Opini oleh H. S. Carsel HR – Akademisi Universitas Megarezky Makassar
Pemuda adalah cermin masa depan bangsa, namun bayangan itu kini tampak buram. Jiwa organisasi yang dahulu menjadi kebanggaan generasi muda perlahan menghilang.
Sikap legowo—menerima, mengalah demi persatuan, serta menjunjung etika demokrasi—kian langka ditemui.
Salah satu indikator nyata terlihat pada dinamika KNPI Sulsel yang terpecah menjadi tiga kepemimpinan. Satu organisasi dengan tiga nakhoda.
Ini bukan sekadar persoalan internal, melainkan simbol rapuhnya karakter berorganisasi di kalangan anak muda hari ini.
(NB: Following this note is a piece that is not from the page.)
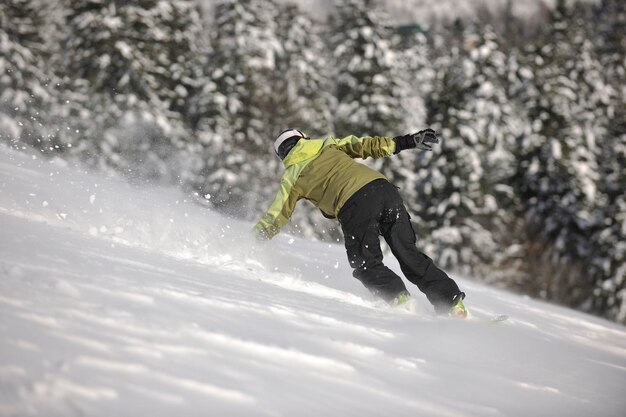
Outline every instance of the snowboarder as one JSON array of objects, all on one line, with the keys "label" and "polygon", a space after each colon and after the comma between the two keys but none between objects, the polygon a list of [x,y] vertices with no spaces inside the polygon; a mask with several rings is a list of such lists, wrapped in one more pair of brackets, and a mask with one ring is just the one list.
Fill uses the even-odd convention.
[{"label": "snowboarder", "polygon": [[339,220],[353,275],[374,295],[391,304],[410,297],[402,279],[382,262],[382,235],[404,276],[426,294],[437,313],[466,317],[465,294],[416,248],[410,216],[396,187],[353,159],[376,159],[411,148],[430,151],[438,142],[432,129],[394,138],[343,139],[311,139],[297,129],[284,130],[274,142],[286,168],[280,190],[253,230],[260,239],[271,239],[289,221],[297,201],[305,198],[325,217]]}]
Jika pemuda, yang seharusnya menjadi agen perubahan, telah kehilangan jiwa besar dan kematangan berdemokrasi, apa yang dapat kita harapkan dari masa depan bangsa?
Demokrasi tanpa legowo hanya akan melahirkan konflik berkepanjangan, perebutan kepentingan, serta gagalnya proses regenerasi kepemimpinan yang sehat.
Di sisi lain, perilaku sebagian pejabat publik tak kalah mengkhawatirkan. Banyak yang sibuk memperkaya diri, menumpuk tunjangan, mengejar pundi-pundi melalui praktik suap, serta memelihara nepotisme tanpa rasa malu.
Mereka seakan tuli terhadap jeritan rakyat yang hidup semakin sulit di tengah ketidakpastian.
Bagaimana bangsa ini bisa bertahan jika pemudanya melemah dalam etika organisasi, sementara pejabatnya tenggelam dalam budaya korupsi?
Krisis moral ini adalah alarm keras bagi kita semua. Pemuda harus kembali pada jati dirinya sebagai penjaga demokrasi, bukan pelaku perpecahan.
Pejabat publik pun harus ingat bahwa jabatan bukan sarana memperkaya diri, melainkan amanah untuk mensejahterakan rakyat.
Tanpa itu, bangsa ini hanya akan bergerak menuju kehancuran—hancur oleh tangan-tangan yang semestinya menjadi penyelamatnya.